At 17, Asheville High School senior Miranda Williams knows her calling. “I can talk about racial justice and inequities for hours and not get tired,” she says.
Since her freshman year, Williams has worked with a number of organizations addressing racial disparities and injustices within the community. Currently, she is one of 24 Racial Equity Ambassadors at AHS; the student-led group recently developed six strategies for culturally relevant teaching.
In addition to her ambassadorship, Williams is a doula mentee at SistasCaring4Sistas, a community-based doula program at Mountain Area Health Education Center committed to social justice and reducing health disparities for women and infants of color.

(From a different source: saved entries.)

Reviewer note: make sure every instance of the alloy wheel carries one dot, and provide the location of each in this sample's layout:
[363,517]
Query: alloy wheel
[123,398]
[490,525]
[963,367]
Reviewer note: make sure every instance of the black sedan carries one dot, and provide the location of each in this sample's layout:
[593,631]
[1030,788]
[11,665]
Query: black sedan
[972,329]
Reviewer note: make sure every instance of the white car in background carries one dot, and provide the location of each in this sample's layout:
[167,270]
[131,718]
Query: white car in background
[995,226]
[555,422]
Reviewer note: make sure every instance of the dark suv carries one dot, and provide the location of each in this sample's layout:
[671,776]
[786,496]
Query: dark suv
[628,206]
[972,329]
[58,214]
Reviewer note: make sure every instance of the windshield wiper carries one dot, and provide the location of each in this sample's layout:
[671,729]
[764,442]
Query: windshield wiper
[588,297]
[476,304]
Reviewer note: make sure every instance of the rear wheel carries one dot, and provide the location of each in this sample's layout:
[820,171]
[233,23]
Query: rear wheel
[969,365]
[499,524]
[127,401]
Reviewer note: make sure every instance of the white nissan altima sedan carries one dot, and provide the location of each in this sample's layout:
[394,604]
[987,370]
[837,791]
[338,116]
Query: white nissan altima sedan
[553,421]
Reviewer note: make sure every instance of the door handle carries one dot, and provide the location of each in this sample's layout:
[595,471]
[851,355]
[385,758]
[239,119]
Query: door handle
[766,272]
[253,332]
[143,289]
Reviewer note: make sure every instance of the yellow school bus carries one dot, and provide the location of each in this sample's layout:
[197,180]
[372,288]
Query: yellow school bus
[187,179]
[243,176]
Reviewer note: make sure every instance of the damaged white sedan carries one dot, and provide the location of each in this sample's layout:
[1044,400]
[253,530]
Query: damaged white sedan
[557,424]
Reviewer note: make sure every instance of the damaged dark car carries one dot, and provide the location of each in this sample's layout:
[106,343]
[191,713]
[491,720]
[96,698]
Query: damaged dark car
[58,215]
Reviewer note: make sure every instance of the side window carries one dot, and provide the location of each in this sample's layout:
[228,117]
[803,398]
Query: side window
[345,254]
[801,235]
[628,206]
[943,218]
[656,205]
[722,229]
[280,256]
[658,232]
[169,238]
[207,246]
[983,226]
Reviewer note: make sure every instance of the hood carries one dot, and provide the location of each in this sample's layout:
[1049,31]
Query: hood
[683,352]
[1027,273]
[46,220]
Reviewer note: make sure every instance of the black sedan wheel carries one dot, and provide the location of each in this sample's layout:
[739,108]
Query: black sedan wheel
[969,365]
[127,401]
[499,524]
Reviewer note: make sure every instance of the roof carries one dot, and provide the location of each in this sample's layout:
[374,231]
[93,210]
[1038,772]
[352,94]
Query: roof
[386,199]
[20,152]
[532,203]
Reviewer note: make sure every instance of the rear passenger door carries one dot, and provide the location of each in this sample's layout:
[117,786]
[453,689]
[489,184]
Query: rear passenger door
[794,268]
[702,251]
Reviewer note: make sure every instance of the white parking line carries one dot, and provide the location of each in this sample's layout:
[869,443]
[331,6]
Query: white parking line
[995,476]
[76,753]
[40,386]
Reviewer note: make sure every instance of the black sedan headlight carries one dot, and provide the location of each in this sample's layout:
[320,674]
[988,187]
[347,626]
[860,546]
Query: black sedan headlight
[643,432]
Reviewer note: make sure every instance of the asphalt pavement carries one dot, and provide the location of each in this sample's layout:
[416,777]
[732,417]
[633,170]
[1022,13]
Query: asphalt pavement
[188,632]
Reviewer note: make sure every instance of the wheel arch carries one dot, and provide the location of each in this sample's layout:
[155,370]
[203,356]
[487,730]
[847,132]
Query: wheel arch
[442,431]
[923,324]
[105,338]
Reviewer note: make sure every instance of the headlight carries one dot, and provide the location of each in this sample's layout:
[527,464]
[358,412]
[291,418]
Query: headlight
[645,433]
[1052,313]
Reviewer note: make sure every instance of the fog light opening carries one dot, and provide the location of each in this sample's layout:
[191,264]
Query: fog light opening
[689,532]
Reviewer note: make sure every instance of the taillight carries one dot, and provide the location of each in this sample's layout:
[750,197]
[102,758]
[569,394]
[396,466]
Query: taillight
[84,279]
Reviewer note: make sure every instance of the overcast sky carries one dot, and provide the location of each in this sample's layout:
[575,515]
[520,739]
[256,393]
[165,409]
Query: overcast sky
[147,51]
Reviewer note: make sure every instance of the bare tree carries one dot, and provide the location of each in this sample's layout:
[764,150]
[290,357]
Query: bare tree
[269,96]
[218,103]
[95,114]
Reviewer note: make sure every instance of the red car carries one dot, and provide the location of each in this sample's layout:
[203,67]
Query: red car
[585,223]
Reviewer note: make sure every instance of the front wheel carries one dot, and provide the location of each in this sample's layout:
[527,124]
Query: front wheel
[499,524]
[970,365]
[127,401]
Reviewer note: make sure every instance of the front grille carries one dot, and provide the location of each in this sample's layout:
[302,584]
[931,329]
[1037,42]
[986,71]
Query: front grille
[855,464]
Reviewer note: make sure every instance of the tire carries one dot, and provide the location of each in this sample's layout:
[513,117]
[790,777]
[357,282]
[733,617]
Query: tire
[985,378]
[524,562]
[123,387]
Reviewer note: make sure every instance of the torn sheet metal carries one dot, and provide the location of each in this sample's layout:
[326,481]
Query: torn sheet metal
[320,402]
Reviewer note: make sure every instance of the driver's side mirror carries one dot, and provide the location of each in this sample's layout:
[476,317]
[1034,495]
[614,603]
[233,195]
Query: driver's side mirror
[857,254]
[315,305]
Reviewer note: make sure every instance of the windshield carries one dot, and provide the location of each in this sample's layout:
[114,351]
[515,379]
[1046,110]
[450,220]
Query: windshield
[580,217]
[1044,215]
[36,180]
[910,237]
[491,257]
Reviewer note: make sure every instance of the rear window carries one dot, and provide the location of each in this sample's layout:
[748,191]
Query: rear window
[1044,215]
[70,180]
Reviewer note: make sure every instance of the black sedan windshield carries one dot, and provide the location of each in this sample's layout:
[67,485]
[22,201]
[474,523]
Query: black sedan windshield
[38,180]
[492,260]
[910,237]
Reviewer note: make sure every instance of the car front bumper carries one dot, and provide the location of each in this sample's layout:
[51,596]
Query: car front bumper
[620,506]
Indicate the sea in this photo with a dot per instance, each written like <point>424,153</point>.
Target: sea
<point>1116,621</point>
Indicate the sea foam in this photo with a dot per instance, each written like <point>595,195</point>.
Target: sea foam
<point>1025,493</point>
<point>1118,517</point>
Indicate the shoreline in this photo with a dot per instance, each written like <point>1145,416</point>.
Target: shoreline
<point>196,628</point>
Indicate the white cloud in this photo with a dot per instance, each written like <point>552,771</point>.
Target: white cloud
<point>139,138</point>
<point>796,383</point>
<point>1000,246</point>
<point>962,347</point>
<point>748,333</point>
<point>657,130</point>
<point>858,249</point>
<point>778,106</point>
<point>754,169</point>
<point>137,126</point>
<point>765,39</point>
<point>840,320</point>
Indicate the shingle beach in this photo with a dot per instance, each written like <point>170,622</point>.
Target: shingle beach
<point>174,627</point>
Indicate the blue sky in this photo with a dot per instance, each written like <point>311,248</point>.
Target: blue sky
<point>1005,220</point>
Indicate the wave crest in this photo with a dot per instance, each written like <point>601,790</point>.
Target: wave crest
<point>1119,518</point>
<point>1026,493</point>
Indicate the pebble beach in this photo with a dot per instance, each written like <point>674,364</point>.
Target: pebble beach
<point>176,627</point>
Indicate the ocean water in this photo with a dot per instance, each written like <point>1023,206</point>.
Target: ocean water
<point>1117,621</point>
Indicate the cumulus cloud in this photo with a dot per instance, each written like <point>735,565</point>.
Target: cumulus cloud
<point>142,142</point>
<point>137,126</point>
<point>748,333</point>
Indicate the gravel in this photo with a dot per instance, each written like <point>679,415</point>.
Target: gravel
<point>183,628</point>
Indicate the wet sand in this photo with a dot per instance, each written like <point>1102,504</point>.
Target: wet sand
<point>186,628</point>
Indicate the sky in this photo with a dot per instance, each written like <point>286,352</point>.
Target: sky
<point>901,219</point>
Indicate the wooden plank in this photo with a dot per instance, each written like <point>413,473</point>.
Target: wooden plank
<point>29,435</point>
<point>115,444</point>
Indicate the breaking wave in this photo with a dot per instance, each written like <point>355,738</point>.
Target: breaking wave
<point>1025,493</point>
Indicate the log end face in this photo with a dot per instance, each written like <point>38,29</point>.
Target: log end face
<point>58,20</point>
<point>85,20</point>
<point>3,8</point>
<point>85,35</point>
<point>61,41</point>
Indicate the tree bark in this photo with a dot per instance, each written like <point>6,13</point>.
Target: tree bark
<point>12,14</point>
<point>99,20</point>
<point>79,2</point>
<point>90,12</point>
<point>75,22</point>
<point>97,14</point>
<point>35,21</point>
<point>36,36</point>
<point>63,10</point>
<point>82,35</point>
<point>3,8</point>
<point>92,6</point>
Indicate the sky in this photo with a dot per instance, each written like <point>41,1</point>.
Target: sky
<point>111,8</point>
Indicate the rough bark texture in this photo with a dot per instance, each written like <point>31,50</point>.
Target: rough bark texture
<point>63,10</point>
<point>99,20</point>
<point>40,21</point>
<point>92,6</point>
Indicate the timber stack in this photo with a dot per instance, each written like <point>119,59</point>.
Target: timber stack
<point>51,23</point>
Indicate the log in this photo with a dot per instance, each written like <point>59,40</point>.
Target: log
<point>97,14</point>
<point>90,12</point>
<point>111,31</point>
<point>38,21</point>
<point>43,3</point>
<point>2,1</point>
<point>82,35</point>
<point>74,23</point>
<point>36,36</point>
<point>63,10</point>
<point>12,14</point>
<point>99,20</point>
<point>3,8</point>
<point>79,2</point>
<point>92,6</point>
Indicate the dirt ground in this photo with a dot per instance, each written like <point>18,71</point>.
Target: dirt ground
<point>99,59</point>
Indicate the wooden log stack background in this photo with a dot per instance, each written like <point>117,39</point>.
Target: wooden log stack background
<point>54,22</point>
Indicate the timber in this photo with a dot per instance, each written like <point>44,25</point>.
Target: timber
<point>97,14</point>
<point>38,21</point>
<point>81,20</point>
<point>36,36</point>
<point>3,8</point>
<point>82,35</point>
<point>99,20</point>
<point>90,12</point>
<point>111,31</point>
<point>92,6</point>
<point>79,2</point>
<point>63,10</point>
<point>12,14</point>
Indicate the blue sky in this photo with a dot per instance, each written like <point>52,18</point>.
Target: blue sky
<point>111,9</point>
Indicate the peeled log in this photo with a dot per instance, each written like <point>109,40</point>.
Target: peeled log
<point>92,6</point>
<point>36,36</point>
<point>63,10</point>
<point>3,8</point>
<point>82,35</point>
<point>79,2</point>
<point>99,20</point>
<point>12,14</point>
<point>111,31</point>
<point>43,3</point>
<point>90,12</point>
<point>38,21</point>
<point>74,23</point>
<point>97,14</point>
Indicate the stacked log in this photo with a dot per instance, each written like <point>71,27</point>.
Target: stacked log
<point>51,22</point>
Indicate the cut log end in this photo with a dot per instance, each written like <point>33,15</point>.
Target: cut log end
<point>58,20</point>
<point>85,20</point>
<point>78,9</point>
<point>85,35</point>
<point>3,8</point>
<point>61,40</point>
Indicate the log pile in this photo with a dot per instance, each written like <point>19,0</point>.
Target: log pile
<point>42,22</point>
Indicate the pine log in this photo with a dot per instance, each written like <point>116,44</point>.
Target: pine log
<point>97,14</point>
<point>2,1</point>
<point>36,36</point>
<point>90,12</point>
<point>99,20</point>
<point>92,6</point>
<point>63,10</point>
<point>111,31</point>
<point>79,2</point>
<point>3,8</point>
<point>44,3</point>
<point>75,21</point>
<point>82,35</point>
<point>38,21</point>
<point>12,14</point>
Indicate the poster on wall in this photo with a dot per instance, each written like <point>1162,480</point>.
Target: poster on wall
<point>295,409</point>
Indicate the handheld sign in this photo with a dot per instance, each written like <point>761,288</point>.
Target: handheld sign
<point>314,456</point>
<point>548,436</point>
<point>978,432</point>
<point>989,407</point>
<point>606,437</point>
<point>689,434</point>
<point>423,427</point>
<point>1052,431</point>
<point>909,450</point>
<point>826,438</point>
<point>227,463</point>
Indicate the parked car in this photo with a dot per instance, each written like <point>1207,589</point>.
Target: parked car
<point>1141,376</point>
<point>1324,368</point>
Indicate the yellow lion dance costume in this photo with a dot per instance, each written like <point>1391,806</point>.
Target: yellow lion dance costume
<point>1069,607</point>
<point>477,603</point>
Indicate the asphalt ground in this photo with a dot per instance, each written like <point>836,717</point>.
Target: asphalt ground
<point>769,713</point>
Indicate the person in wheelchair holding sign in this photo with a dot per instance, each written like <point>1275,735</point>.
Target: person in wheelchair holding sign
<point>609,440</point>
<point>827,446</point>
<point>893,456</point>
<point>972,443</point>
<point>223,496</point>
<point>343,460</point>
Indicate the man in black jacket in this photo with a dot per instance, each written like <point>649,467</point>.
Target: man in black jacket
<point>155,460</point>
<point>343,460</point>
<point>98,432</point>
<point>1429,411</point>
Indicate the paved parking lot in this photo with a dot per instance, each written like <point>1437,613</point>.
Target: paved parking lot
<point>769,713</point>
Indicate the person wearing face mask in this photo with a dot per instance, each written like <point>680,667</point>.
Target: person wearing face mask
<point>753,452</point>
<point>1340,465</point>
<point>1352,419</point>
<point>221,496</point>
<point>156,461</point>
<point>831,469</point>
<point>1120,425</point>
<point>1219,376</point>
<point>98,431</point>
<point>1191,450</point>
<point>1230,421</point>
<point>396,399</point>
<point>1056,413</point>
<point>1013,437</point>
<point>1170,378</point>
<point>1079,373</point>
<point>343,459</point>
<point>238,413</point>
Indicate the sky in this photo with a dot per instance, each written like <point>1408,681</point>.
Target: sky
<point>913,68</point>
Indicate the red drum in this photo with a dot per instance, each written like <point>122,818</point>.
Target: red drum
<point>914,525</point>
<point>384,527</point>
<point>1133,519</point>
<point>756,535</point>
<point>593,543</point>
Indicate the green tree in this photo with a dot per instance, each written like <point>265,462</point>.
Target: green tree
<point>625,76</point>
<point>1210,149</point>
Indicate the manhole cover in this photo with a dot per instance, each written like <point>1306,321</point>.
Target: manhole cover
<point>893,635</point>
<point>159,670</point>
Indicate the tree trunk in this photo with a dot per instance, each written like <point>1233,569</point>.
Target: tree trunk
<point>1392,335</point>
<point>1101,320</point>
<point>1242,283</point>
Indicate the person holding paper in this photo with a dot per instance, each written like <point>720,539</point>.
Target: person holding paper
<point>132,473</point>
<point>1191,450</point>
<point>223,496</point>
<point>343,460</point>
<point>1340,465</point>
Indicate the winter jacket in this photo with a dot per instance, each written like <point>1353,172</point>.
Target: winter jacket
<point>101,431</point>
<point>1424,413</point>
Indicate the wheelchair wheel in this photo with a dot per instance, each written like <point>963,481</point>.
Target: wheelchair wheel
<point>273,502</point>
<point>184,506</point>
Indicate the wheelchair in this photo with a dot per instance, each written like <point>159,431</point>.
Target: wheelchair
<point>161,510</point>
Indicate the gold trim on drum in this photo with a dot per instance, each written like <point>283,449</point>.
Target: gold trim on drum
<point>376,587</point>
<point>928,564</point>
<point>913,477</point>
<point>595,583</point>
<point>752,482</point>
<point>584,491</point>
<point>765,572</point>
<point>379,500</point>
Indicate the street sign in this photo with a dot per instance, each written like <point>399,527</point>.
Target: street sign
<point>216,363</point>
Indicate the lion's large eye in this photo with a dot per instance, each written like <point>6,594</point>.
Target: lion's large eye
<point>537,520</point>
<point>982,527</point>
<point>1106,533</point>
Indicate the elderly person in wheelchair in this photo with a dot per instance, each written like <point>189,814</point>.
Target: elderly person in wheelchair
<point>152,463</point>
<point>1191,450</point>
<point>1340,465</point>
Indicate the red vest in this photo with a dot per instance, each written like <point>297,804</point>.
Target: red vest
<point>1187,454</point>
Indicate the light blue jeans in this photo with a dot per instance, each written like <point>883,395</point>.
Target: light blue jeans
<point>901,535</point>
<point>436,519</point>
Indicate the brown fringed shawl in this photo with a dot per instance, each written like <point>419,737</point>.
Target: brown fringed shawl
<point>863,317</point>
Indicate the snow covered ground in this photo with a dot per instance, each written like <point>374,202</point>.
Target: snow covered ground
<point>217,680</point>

Her ongoing work for racial justice and equity is demanding and can be emotionally draining. “It can often feel like you are taking one step forward and going five steps back,” she says, citing the recent headlines of the police killing of Daunte Wright, a Black man fatally shot by a white officer in Brookyln Center, Minn., just 11 miles from where George Floyd was killed in 2020.
Despite fatigue, Williams knows the work she is doing today has the potential to impact tomorrow.
“I hope that people realize racism is taught and that as long as people are teaching their children what was taught to them, we will forever be a dog chasing its own tail,” she says. “I hope that the generations to come are more open-minded and resilient to the negative influences that came before them. And I hope they realize that everything begins with education.”